A demarcação de terra indígena é um procedimento administrativo, que compete à
União, isto se encontra regulado tanto na Constituição como no Estatuto do Índio, este tem
por objetivo garantir o direito indígena à terra, assim como estabelece o Instituto
Sociambiental (2016):
A demarcação de uma Terra Indígena tem por objetivo garantir o direito indígena à terra. Ela deve estabelecer a real extensão da posse indígena, assegurando a proteção dos limites demarcados e impedindo a ocupação por terceiros.
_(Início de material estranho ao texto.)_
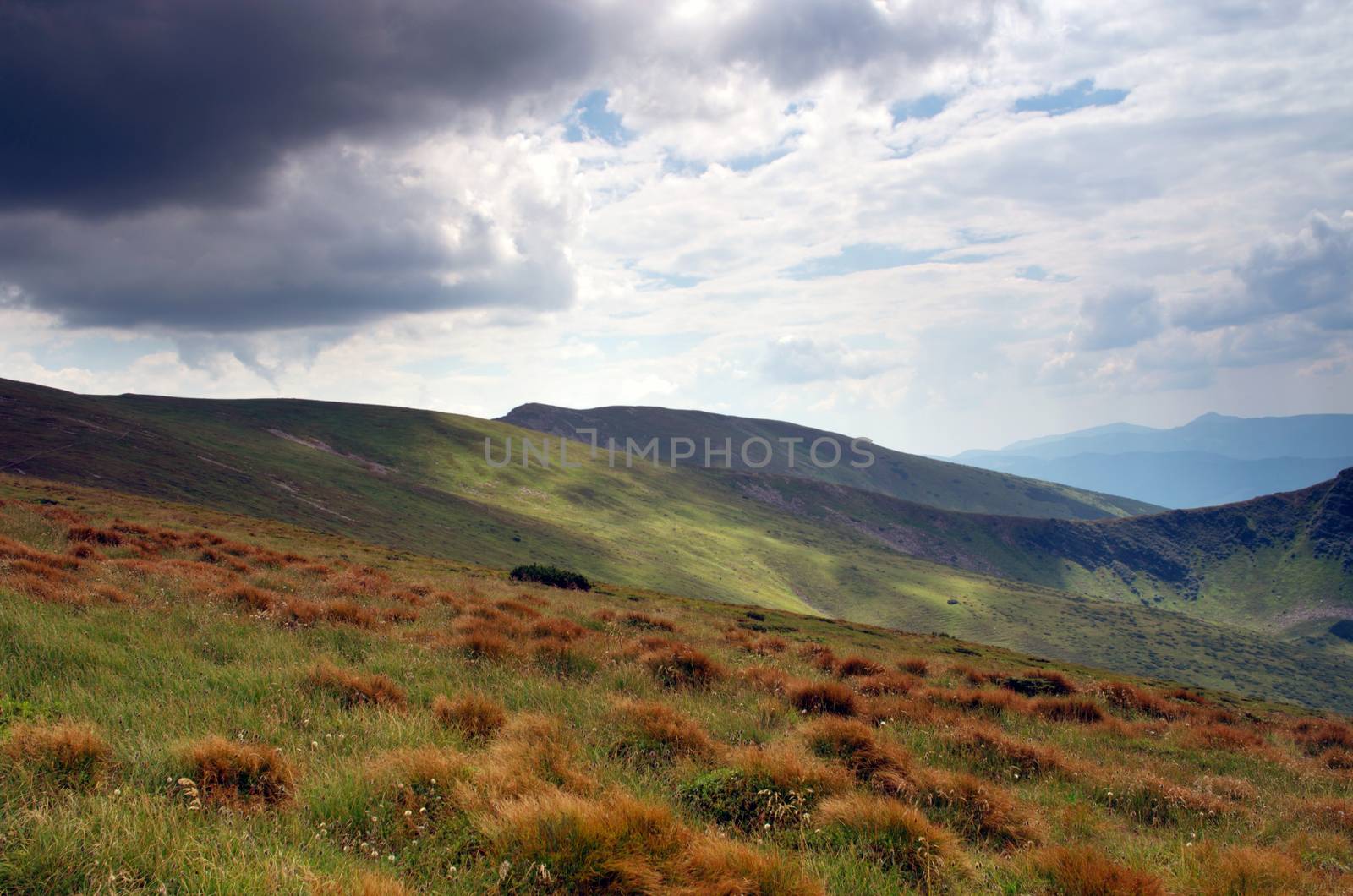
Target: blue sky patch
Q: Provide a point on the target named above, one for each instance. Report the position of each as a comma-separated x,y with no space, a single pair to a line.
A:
1068,101
592,119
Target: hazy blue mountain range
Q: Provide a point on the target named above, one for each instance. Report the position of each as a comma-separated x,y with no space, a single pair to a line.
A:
1208,462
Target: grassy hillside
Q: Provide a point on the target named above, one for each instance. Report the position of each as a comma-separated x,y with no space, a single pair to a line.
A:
896,474
195,702
419,481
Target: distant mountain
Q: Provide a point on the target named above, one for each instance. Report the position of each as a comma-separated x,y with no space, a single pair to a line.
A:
900,475
1208,462
1237,597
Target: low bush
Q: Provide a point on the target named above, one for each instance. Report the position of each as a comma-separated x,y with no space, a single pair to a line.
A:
551,576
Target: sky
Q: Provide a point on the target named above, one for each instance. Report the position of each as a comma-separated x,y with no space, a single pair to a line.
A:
937,224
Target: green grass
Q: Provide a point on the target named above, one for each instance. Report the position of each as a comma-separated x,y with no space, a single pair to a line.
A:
179,664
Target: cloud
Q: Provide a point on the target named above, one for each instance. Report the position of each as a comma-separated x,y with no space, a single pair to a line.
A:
342,240
1310,274
798,359
1118,319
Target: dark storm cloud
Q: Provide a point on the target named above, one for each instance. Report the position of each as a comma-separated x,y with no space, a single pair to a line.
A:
234,166
121,105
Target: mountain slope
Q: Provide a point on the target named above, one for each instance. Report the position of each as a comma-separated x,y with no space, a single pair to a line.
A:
419,481
907,477
1175,478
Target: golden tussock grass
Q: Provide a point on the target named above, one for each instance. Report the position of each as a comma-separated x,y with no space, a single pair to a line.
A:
1154,801
67,756
238,774
974,808
682,666
913,666
895,835
992,750
558,628
1082,871
1077,709
1133,699
823,697
720,866
475,716
656,729
874,761
1251,871
643,620
355,688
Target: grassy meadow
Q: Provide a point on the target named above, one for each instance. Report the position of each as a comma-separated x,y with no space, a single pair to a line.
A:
202,702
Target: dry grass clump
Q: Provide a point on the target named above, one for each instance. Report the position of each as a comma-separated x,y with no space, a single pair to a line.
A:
682,666
643,620
65,756
1249,871
913,666
654,729
1156,801
240,774
1082,871
1224,738
858,666
532,754
872,760
823,697
1133,699
886,682
482,642
475,716
559,842
764,679
727,868
895,835
358,688
992,750
1318,735
1079,709
976,810
556,628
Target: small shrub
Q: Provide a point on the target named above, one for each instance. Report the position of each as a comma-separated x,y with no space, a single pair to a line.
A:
895,835
240,774
551,576
65,756
358,688
857,666
682,666
824,697
1037,682
475,716
1084,871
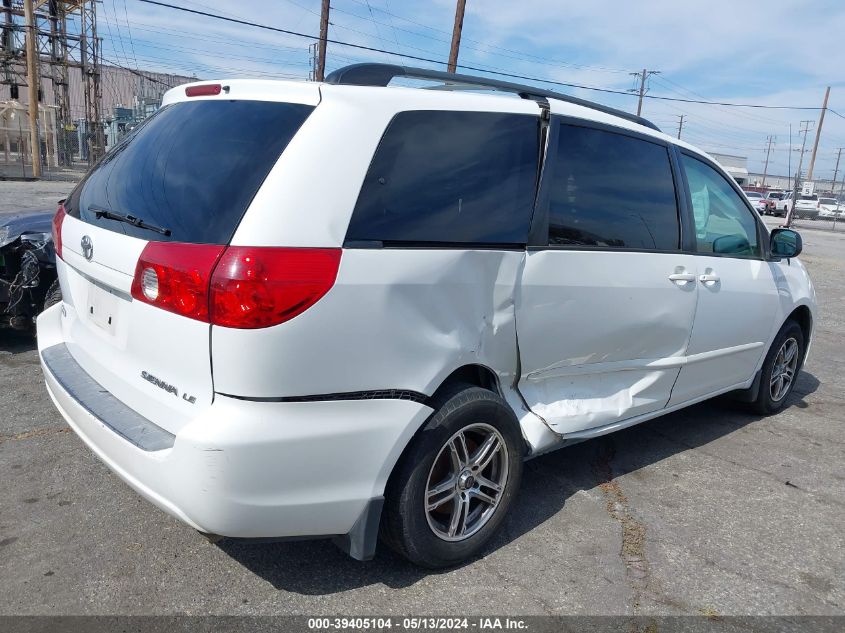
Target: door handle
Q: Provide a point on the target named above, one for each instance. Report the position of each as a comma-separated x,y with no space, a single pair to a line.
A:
682,278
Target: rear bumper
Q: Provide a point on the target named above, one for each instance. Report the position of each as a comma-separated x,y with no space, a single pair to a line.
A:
243,468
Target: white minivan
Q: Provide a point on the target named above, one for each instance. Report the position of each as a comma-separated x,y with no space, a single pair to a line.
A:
349,310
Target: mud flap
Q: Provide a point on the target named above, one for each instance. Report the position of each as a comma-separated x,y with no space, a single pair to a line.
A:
360,542
750,394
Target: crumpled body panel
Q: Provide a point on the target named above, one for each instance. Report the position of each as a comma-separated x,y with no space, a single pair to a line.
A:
602,335
395,319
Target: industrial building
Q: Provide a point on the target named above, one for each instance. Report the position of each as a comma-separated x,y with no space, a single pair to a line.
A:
128,96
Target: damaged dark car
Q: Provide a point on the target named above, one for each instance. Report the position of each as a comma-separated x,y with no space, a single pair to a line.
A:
28,282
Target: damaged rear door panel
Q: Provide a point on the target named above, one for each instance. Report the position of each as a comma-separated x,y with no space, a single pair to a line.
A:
607,297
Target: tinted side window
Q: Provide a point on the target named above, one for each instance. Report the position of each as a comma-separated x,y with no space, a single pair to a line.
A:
723,223
460,177
607,189
193,167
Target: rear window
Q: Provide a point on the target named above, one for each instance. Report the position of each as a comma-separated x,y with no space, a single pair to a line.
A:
192,168
450,177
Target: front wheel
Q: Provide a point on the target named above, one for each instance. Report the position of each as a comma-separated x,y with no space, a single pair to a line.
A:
456,482
780,369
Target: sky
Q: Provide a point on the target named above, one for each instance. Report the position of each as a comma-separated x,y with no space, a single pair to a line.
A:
773,53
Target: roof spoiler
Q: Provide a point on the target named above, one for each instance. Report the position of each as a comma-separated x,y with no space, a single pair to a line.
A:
383,74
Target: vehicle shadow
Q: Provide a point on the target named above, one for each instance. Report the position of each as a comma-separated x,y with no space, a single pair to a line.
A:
16,341
317,567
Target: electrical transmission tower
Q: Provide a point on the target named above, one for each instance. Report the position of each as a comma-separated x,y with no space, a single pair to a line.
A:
64,40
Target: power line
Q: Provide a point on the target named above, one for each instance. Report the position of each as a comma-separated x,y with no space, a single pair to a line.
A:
476,68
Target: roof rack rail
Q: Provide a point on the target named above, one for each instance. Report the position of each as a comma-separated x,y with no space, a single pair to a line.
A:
382,74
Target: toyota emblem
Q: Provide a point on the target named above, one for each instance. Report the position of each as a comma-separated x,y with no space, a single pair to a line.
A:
87,248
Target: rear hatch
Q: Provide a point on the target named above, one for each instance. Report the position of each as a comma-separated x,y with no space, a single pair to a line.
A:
184,177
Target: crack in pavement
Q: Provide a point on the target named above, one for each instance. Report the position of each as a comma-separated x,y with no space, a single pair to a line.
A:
817,496
632,551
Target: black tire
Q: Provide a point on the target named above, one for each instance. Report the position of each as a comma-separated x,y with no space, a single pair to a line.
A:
53,296
767,402
408,526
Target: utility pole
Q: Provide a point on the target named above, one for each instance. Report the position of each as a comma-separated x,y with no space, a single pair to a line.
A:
32,81
789,153
769,140
805,128
320,71
818,134
836,169
456,36
643,77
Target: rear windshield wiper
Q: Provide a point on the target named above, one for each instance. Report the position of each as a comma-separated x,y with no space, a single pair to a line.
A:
100,212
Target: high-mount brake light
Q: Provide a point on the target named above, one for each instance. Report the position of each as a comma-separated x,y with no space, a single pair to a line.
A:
203,90
58,220
241,287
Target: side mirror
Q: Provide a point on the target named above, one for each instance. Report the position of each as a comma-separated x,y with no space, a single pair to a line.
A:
785,243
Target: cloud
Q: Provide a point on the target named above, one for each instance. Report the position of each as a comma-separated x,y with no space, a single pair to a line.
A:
782,52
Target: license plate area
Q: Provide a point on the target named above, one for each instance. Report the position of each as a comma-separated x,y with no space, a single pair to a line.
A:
102,308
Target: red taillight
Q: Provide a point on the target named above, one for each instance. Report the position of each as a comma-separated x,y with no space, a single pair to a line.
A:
58,220
175,277
204,90
255,287
239,286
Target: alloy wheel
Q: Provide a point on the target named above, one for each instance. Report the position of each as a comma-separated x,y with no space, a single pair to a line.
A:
466,482
783,369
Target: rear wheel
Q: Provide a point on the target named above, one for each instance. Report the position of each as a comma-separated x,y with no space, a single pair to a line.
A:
456,481
780,369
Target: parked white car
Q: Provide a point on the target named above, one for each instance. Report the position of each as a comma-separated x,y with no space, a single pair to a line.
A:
774,197
783,205
807,206
339,309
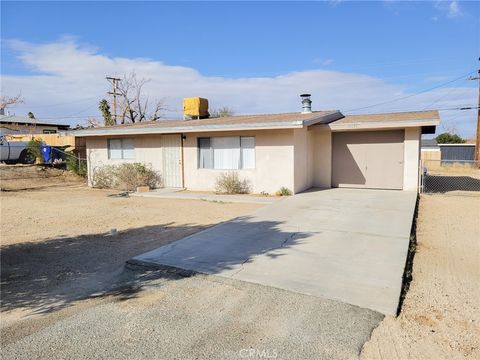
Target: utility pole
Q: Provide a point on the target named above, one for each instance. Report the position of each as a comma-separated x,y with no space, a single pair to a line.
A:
114,81
477,139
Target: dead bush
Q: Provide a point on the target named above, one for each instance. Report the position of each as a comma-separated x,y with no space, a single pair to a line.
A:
104,177
126,176
132,175
230,183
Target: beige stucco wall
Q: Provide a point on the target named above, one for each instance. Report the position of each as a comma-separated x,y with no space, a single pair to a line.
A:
273,161
411,158
147,150
431,154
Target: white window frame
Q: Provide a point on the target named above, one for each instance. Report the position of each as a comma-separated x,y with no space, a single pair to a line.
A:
211,152
123,149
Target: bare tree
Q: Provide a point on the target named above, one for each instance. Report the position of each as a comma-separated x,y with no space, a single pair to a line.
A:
6,100
134,105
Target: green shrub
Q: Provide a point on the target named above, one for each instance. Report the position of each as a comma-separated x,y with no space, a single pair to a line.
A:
284,192
230,183
73,165
34,147
126,176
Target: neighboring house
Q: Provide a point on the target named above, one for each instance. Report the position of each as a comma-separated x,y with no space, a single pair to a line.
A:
296,150
431,150
457,152
12,124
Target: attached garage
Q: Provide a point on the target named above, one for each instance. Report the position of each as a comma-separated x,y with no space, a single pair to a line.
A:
368,159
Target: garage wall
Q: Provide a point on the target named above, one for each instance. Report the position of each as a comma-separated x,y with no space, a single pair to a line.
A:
274,161
368,159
Desde a aprovação do Estatuto do Índio, em 1973, esse reconhecimento formal passou a obedecer a um procedimento administrativo, previsto no artigo 19 daquela lei. Tal procedimento, que estipula as etapas do longo processo de demarcação, é regulado por decreto do Executivo e, no decorrer dos anos, sofreu seguidas modificações.